One of the most useful aspects of Google Webmaster Tools is the ability for webmasters to assess how “crawlable” their site is. In the “Diagnostics” section, one can see the reason Google is unable to crawl and index certain pages of their website. Here are some of the issues Google will report on in this section:
“In Sitemaps”: This is where Google will show which URLs are inaccessible from an XML Sitemap that you may have uploaded to Webmaster Tools under Site Configuration>>Sitemaps. Here, Google will display the URL it’s having difficulty with and the associated problem it may be having:
In the above example, the errors could have been caused because the Sitemap contains older, removed pages and/or the URL contained within the Sitemap has been manually restricted (intentionally) by the webmaster.
“Not Found”: If this section appears in the Diagnostics utility in Webmaster Tools, it could mean that Google has detected pages that issue one of the most common header responses: 404 Not Found. These errors can be tricky as they may show up because Google has found links from external websites leading to pages that you have removed from your site. It could also mean that Google has detected links on your website that are “broken” and Google will show the page where this broken link resides so you may update or remove it.

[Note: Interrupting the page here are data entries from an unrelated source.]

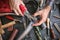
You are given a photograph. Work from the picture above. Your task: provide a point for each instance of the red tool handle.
(9, 17)
(22, 8)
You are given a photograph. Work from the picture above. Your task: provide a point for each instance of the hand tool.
(13, 35)
(8, 24)
(10, 28)
(26, 13)
(56, 16)
(3, 14)
(57, 27)
(38, 33)
(52, 34)
(11, 18)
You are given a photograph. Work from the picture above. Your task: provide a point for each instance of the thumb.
(37, 13)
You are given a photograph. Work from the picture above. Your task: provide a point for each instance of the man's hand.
(43, 14)
(14, 4)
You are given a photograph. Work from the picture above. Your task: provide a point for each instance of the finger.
(19, 11)
(37, 13)
(40, 22)
(16, 12)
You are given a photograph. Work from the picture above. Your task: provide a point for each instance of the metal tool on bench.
(32, 19)
(11, 18)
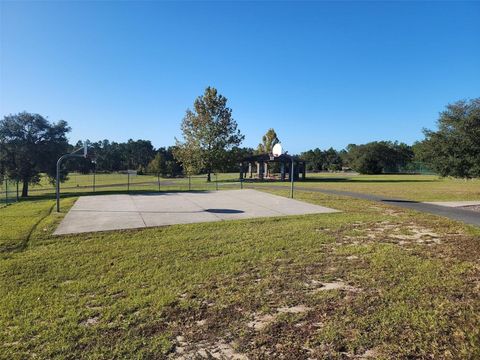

“Restricted by robots.txt”: This section displays pages on the site that have been blocked from web spider crawling via the site’s own robots.txt file: www.example.com/robots.txt. A robots.txt file is a simple text file, uploaded to the root directory that tells spiders which sections of the site to skip. This section is a useful way to see if the instructions you’ve entered into the robots.txt file are correct and functional.
“Unreachable”: Will include pages from the site that are completely inaccessible to the search engine spiders due to onsite server or network errors. These errors will usually not appear after the webmaster/IT administrator has fixed the webserver in question.